South Africa is seeking to rebrand its free condoms to appeal to young people after a new study showed rising HIV infections and flagging contraception use, the health department said on Thursday.
Condoms distributed by the government will come in a wider range of colours and flavours, as authorities seek to mend the damage done to their image when thousands of faulty condoms were recalled in January 2012.
"We want to refresh the way we provide condoms to make sure that the packaging is able to attract the attention of young people," said health department spokesman Joe Maila.
The rebranding effort comes as new figures released on Tuesday showed there were 470,000 new HIV infections in 2012, compared with 370,000 the year before.

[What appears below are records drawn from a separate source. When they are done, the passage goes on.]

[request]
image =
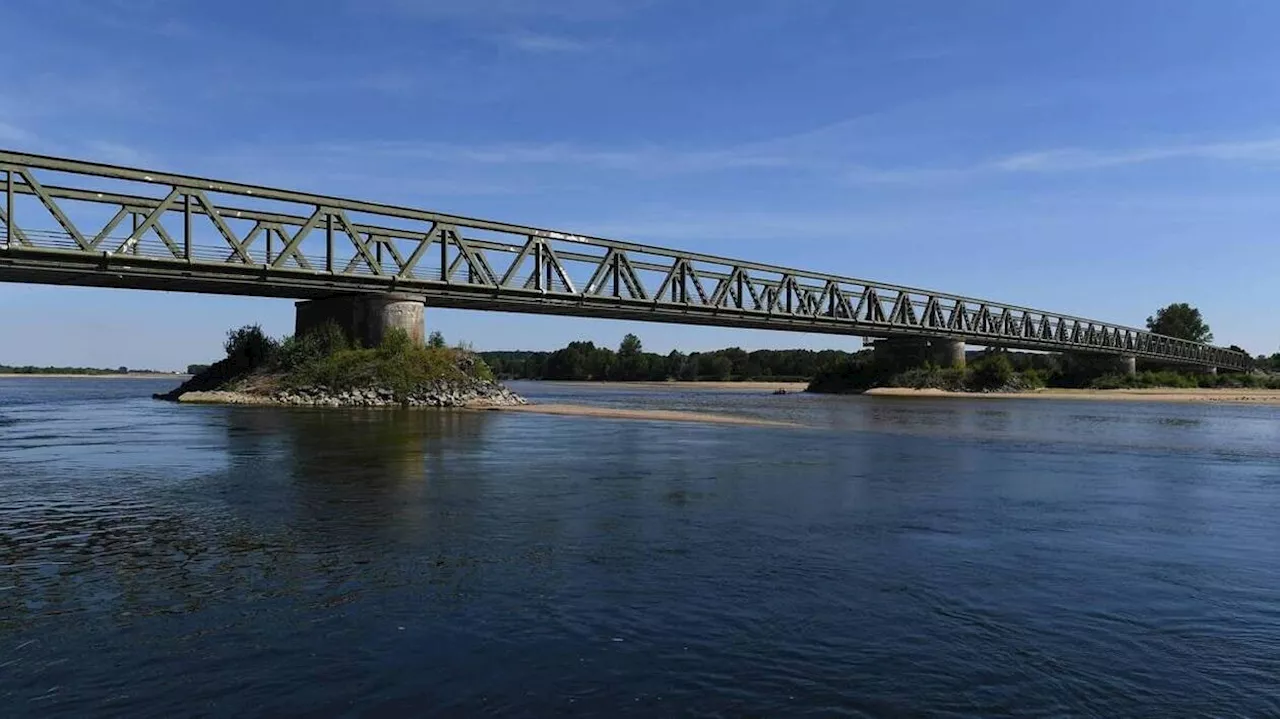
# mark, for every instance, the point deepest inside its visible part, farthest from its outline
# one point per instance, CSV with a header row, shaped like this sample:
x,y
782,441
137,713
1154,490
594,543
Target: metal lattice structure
x,y
68,221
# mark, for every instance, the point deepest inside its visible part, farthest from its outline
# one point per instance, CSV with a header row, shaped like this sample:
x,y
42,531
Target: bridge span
x,y
76,223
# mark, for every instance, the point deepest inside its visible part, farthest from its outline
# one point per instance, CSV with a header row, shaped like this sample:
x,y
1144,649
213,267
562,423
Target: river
x,y
883,558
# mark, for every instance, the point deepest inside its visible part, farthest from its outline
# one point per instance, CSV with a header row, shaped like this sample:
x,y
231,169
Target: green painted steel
x,y
199,234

A drop in the use of condoms is seen as one reason for the increased infection rate.
A government-funded survey of 38,000 people showed that "condom use has started slowing down."
In 2012, 36 per cent of South Africans reported having used condoms during sexual intercourse, compared to 45 per cent in 2008.
South Africa has the world's highest number of people living with HIV, a crisis that has seen millions of people placed on a vast state-sponsored treatment programme.
Around 6.4 million people -- 12.2 per cent of the population -- were living with HIV or AIDS in 2012.
That is up from 10.6 per cent in 2008, when the previous survey was conducted, which partly reflects better treatment.
The survey noted fewer AIDS-related deaths and less frequent transmission of the virus by pregnant mothers to their unborn children, in great part thanks to successful antiretroviral treatment.